DUNIAEKSPRESS.COM (29/9/2020)– Gerakan Hamas menegaskan bahwa melalui jalur aksi bersama dan dialog nasional komprehensif yang ditempuh untuk menata rumah Palestina, melawan penjajah dan menghadapi rencananya, merupakan pilihan strategi yang terbaik.

Gerakan tersebut meminta warga Palestina untuk mengunjungi Masjid Al-Aqsa, tinggal di dalamnya, mempertahankannya, dan menghadapi tentara pendudukan Israel dan pemukim dengan semua kekuatan terlepas dari biayanya.

Baca Juga:

ARMENIA TERUS PROVOKASI, AZERBAIJAN UMUMKAN PERANG

SEJAK AWAL DEMONSTRASI MESIR, 68 ANAK-ANAK DITANGKAP

Dalam sebuah pernyataan yang dikeluarkan pada kesempatan peringatan 20 tahun pemberontakan Al-Aqsa (Al-Aqsa intifada), Hamas menegaskan penolakan sepenuhnya atas normalisasi Arab dengan Israel. Ia juga mencela posisi Liga Arab yang menyimpang dari perannya dan menolak mengutuk normalisasi dengan Israel.

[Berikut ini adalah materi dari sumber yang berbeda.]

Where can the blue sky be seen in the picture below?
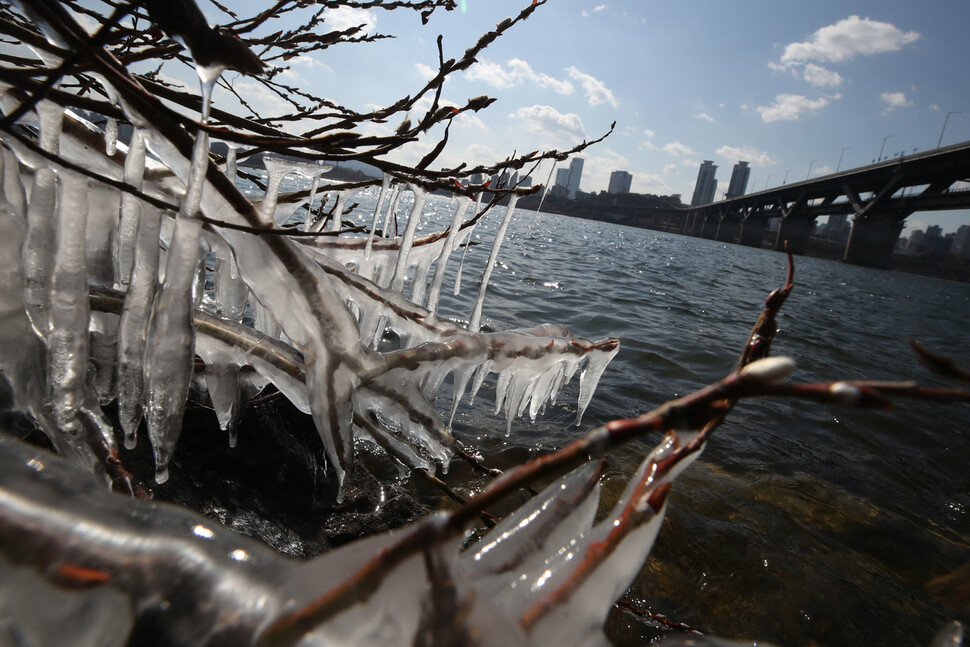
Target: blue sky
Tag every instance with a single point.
(785, 86)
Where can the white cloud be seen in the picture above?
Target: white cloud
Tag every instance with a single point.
(894, 100)
(342, 18)
(748, 154)
(821, 77)
(848, 38)
(595, 90)
(260, 98)
(789, 107)
(426, 71)
(678, 149)
(549, 122)
(514, 73)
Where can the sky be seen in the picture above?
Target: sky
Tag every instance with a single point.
(795, 89)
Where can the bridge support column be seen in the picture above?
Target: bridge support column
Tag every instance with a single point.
(872, 239)
(753, 231)
(709, 225)
(796, 230)
(728, 229)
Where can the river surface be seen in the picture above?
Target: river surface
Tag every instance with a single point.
(800, 523)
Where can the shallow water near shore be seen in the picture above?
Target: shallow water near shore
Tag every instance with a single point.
(799, 523)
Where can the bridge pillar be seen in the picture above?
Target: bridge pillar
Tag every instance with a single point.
(728, 229)
(796, 230)
(709, 225)
(753, 231)
(872, 239)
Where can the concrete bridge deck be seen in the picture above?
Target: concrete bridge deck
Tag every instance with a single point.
(879, 196)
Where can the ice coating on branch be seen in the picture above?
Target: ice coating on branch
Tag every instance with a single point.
(590, 377)
(67, 340)
(475, 320)
(545, 575)
(111, 136)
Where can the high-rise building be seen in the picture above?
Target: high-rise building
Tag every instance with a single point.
(739, 180)
(706, 185)
(961, 242)
(562, 177)
(575, 173)
(620, 182)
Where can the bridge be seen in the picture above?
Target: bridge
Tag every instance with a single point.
(879, 196)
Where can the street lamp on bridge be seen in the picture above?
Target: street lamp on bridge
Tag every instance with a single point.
(952, 112)
(839, 165)
(883, 147)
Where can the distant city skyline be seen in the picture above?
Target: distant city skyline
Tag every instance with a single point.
(797, 91)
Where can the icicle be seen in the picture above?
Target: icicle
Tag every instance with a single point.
(336, 221)
(391, 210)
(198, 289)
(230, 291)
(385, 183)
(590, 377)
(401, 266)
(276, 169)
(111, 137)
(169, 360)
(474, 322)
(442, 263)
(231, 161)
(103, 354)
(38, 249)
(67, 340)
(124, 253)
(20, 359)
(133, 327)
(309, 205)
(544, 188)
(104, 205)
(461, 265)
(13, 188)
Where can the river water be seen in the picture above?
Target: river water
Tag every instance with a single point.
(800, 523)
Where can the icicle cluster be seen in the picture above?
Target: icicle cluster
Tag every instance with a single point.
(547, 575)
(331, 299)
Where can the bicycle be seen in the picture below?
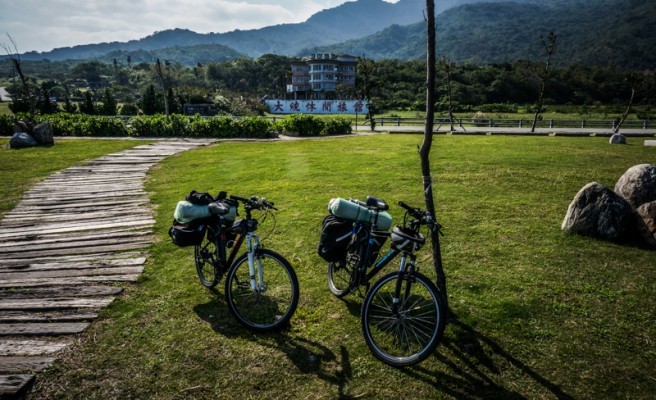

“Pemberontakan rakyat Palestina yang meletus pada 28 September 2000 merupakan bukti konklusif yang tidak dapat dipertanyakan. Rakyat Palestina kami tidak akan pernah berhenti menuntut dan memperjuangkan hak-hak mereka dan melawan penjajah mereka terlepas dari kesulitan atau konspirasi ”. tegas Hamas.

Hamas mengindikasikan bahwa mereka tidak melakukan upaya apa pun untuk menyatukan barisan Palestina terutama mengingat bahaya yang dihadapi Palestina karena diatapi oleh upaya Arab untuk normalisasi dengan Israel, yang disebut kesepakatan abad ini, rencana aneksasi dan pengakuan Yerusalem sebagai ibu kota. Israel oleh beberapa negara.